GillesJ’ai assisté à la réunion de lancement du nouveau parti autonomiste issu de la fusion des trois composantes qui constituent le cartel électoral Femu a Corsica.

Beaucoup de monde dans le grand amphithéâtre bondé de l’université de Corse pour entendre les interventions de Jean Biancucci, Jean Christophe Angelini et Gilles Siméoni. Beaucoup de nationalistes , essentiellement, mais aussi de personnes de sensibilité différentes , de gauche comme de droite.

Nul doute, après les trois interventions, que le nouveau parti sera un parti ouvert à tous les habitants de l’Île qui se reconnaissent dans l’action de la majorité qui conduit aujourd’hui la politique de la CTC, qu’ils se définissent ou non comme des nationalistes corses.

C’est là un pari ambitieux, voire téméraire, pour ceux qui pendant 50 ans se sont opposés , parfois rudement, aux partis traditionnels dans l’Île : il va leur falloir parler dorénavant à des militants, des électeurs qui en sont issus, des citoyens différents de ceux qui ont partagé leurs combats pendant des années , sans que ces derniers aient le sentiment d’être tenus à l’écart pour faire place aux ouvriers de la onzième heure.

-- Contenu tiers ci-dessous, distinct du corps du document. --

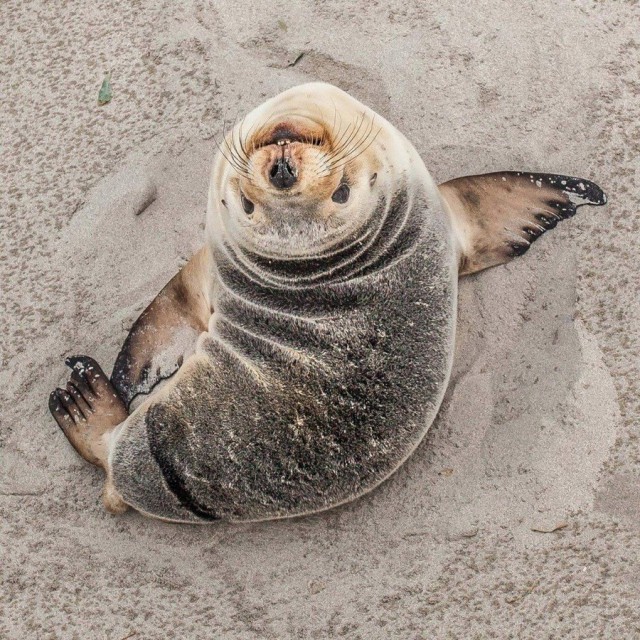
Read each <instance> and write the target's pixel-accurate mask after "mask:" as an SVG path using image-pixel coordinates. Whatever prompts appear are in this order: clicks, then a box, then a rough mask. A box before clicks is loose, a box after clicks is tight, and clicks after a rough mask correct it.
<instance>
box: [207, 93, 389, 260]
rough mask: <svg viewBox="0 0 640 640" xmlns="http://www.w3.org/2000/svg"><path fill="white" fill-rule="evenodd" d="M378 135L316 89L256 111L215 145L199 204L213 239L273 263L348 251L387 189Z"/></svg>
mask: <svg viewBox="0 0 640 640" xmlns="http://www.w3.org/2000/svg"><path fill="white" fill-rule="evenodd" d="M387 127H390V125H389V124H388V123H386V121H384V119H382V118H381V117H380V116H378V115H376V114H375V112H373V111H372V110H371V109H369V108H367V107H366V106H364V105H363V104H361V103H360V102H358V101H357V100H355V99H354V98H352V97H351V96H349V95H348V94H346V93H344V92H343V91H341V90H339V89H337V88H336V87H333V86H331V85H327V84H323V83H312V84H307V85H302V86H299V87H295V88H293V89H290V90H288V91H285V92H284V93H282V94H280V95H278V96H276V97H275V98H273V99H271V100H269V101H268V102H266V103H264V104H263V105H262V106H260V107H258V108H257V109H255V110H254V111H252V112H251V113H250V114H249V115H247V116H246V117H245V118H244V119H243V120H242V121H241V122H239V123H238V124H237V125H236V126H235V127H234V128H233V130H232V131H231V132H229V133H227V134H226V135H225V136H224V139H223V140H222V142H221V143H220V144H219V148H220V150H219V154H218V156H217V158H216V161H215V163H214V169H213V180H212V187H211V191H210V195H209V215H210V223H211V225H212V226H213V227H215V230H214V233H223V234H224V235H225V237H227V238H228V239H230V240H231V241H232V242H233V243H234V244H236V245H239V246H240V247H242V248H245V249H247V250H250V251H251V252H254V253H257V254H260V255H262V256H265V257H273V258H295V257H297V256H315V255H323V254H326V253H327V252H331V250H332V248H333V247H334V246H335V245H336V244H338V243H344V242H345V240H349V239H350V238H353V239H354V240H356V241H357V238H358V236H359V234H360V233H362V230H363V228H364V227H366V224H367V222H368V220H369V218H370V216H371V213H372V211H374V210H375V208H376V205H377V203H378V201H379V199H380V195H381V193H382V192H383V191H384V190H385V189H388V188H389V180H390V177H389V176H388V175H387V174H388V173H389V171H388V169H389V167H388V166H387V164H388V162H387V161H386V159H385V158H387V157H388V156H389V151H390V149H389V144H390V143H389V140H388V139H389V135H388V132H387ZM391 146H393V143H391Z"/></svg>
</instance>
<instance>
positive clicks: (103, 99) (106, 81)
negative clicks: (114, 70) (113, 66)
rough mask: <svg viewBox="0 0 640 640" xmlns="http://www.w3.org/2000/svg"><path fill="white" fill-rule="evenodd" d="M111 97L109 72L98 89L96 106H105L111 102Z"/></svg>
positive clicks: (110, 82)
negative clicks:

Il va falloir aux dirigeants de ce parti beaucoup de lucidité pour distinguer les ralliements de citoyens sincères , car les opportunistes ne vont pas manquer de saisir l’occasion de se refaire à peu de frais une virginité politique.

Certes, comme l’a reconnu Gilles Siméoni, Femu a Corsica partira aux elections dans quatre mois en position de favori: la droite comme la gauche traditionnelle sont hors d’état de présenter aux corses une offre crédible.

La République en Marche de son coté est encore en gestation dans l’Île et on ne peut pas dire que ses dernières apparitions dans le champ électoral aient connu un franc succès: Emmanuel Macron est arrivé troisième au premier tour de la présidentielle avec le faible score de 18%, et il s’en est fallu de peu qu’au second tour il soit battu par marine Le Pen.

Les législatives ne lui ont pas été plus favorables, la Corse est la seule région ou LREM n’a pas obtenu un seul député, et un seul des quatre candidats est arrivé au second tour pour se faire battre à plate couture par un nationaliste.

Incapables de profiter de l’effet  « casaque Macron »  il y a deux mois, les représentants de LREM ne présentent pas en corse l’image du renouvellement: la chute de popularité du Président de la République, qui devrait se poursuivre dans les semaines à venir, et l’immobilisme de son gouvernement sur les solutions à apporter à la question corse, constitueront pour eux un sérieux handicap dans la compétition qui s’ouvre.

Reste pour Femu a Corsica à répondre à l’invitation de Corsica Libera de partir en décembre prochain avec une liste unique rassemblant les deux formations qui gouvernent ensemble la Corse depuis bientôt deux ans.

Quelle que soit la réponse elle ne manquera pas de peser sur le prochain scrutin comme sur l’avenir de chacune des deux formations: j’aurai sans doute l’occasion d’y revenir prochainement.

De toute façon, si la victoire des nationalistes , unis ou non au premier tour parait extrêmement probable, la seule incertitude concernant l’obtention de la majorité absolue à l’assemblée de Corse, il faudra à la future majorité beaucoup d’ingéniosité et d’autorité pour aborder l’un des dossiers les plus épineux de la prochaine mandature: la fusion des trois collectivités au sein d’une collectivité unique.

Il y a en effet dans ce dossier, à la fois très technique et éminemment politique, tous les ingrédients pour miner et compromettre la mandature.

Il faudra à l’exécutif à la fois beaucoup d’autorité et beaucoup de diplomatie pour éviter les obstacles, dont le plus dangereux est l’enlisement dans les inévitables traquenards que ce type d’opération comporte.

D’autant que un autre dossier particulièrement important devra mobiliser  l’énergie des prochains élus: la négociation avec l’Etat d’un statut d’autonomie qui permette aux élus corses d’élaborer des textes ayant force de Loi sur le territoire insulaire.

Nous aurons là aussi l’occasion d’en reparler.